Roofit problem

nijusan · June 5, 2009, 10:57pm

Hello, I’m having a strange problem with roofit. I’m trying to do a simultaneous fit to 3 different variables. The PDF is is rather complex, being built up from 6 individual components. The PDF is constructed in the following manner:

comp1 = comp1_var1comp1_var2comp1_var3;
comp2 = comp2_var1comp2_var2comp2_var3;
comp3 = comp3_var1comp3_var2comp3_var3;
comp4 = comp4_var1comp4_var2comp4_var3;
comp5 = comp5_var1comp5_var2comp5_var3;
comp6 = comp6_var1comp6_var2comp6_var3;

where each component would stand for signal shape, background shape 1, background shape2… etc.
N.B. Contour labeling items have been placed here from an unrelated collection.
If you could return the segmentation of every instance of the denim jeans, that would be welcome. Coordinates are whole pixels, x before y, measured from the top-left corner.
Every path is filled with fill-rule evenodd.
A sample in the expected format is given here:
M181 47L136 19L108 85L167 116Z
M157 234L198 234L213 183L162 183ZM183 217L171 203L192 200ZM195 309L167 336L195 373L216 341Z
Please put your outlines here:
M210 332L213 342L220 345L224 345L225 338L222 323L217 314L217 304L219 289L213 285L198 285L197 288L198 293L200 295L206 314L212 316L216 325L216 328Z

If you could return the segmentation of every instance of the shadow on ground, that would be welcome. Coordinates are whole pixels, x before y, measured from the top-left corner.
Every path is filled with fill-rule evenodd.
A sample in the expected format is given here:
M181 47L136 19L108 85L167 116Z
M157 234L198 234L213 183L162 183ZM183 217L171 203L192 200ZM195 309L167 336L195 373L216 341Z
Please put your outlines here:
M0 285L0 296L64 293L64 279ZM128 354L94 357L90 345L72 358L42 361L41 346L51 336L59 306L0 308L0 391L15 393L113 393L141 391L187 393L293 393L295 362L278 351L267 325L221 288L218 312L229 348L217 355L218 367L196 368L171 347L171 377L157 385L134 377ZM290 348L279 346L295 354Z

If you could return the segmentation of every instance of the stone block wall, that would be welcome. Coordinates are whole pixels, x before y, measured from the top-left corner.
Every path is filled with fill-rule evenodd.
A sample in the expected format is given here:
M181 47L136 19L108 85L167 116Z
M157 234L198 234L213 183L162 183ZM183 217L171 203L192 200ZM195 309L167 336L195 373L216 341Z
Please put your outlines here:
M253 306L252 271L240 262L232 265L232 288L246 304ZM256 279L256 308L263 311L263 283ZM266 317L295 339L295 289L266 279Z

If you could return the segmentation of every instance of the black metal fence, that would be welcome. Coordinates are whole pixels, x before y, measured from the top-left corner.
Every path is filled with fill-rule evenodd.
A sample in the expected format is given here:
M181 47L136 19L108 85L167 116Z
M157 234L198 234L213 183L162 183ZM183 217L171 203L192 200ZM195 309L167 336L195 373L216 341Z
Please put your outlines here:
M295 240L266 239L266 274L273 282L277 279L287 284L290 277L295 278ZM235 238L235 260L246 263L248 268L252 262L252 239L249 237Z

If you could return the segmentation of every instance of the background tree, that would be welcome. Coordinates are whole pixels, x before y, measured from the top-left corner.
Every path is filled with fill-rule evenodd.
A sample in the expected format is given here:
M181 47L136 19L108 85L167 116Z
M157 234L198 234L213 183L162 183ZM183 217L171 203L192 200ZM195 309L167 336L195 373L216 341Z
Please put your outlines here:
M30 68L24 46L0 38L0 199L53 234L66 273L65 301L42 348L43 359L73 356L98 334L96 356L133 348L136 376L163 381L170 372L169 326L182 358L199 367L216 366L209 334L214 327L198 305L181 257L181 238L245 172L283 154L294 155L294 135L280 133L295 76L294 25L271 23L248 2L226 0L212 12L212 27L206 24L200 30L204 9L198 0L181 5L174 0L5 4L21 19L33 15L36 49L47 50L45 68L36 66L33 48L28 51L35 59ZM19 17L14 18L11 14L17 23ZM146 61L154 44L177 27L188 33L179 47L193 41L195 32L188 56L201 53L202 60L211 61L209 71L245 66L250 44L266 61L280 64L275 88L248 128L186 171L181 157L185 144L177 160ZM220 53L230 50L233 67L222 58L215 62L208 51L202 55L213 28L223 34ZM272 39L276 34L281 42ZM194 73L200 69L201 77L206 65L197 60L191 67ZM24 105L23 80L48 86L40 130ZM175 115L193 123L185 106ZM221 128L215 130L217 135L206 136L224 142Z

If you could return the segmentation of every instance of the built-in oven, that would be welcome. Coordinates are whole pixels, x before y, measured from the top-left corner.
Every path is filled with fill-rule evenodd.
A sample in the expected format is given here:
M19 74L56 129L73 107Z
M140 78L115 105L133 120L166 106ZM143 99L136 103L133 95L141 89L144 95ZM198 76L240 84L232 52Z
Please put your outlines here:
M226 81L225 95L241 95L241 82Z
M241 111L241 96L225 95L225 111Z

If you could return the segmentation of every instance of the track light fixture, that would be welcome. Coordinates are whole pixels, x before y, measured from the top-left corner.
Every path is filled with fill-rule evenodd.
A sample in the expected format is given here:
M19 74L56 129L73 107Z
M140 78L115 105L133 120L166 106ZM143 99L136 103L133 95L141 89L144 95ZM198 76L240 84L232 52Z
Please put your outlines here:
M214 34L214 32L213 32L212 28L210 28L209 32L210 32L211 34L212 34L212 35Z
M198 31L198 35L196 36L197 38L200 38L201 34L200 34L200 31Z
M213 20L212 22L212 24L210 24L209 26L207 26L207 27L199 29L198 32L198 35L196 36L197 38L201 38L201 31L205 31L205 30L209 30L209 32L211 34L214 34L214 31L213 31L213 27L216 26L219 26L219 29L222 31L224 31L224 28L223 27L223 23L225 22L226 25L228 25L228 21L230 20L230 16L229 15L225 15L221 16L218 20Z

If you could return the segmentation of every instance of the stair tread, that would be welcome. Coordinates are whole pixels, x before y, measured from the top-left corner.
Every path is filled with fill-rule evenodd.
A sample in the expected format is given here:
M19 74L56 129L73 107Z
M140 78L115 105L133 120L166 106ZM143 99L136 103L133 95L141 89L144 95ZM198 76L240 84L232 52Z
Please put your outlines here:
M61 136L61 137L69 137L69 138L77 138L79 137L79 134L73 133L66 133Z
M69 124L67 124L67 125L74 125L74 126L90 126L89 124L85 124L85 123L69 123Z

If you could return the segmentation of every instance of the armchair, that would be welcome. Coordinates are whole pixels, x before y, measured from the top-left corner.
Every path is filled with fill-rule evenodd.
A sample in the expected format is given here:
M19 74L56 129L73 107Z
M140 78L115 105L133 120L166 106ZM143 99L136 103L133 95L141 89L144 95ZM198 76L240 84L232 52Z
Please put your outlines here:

I then add each component together to form the final extended PDF:

sigbkg = N1comp1+N2comp2+N3comp3+N4comp4+N5comp5+N6comp6;

Everything seemed fine and the fits looked very reasonable, but when I went to do a quick sanity check things started to fall apart.
I have truth matched MC for each of the 6 components outlined above, and as such I know the exact number in each distribution. When I perform an extended maximum liklihood fit to the signal MC I would expect to be able to make a reasonable comparison between the numbers returned from the fit to the known numbers from the truth matched sets. However, I’m off by several sigma even as high as 7 in some cases. I know the individual components aren’t to blame. I do describe a couple of the shapes with my own functions rather than the built in roofit functions, could this have a strange impact on the normalization? Do I need to provide a mechanism to force my functions to return 0 outside of their respective ranges? I’ve been up and down this problem and I can’t seem to figure out what is going on.
One other thing. When I turn off the extended option I get much more reasonable values, however the errors go rampant returning values of the same order of magnitude as the fit values themselves.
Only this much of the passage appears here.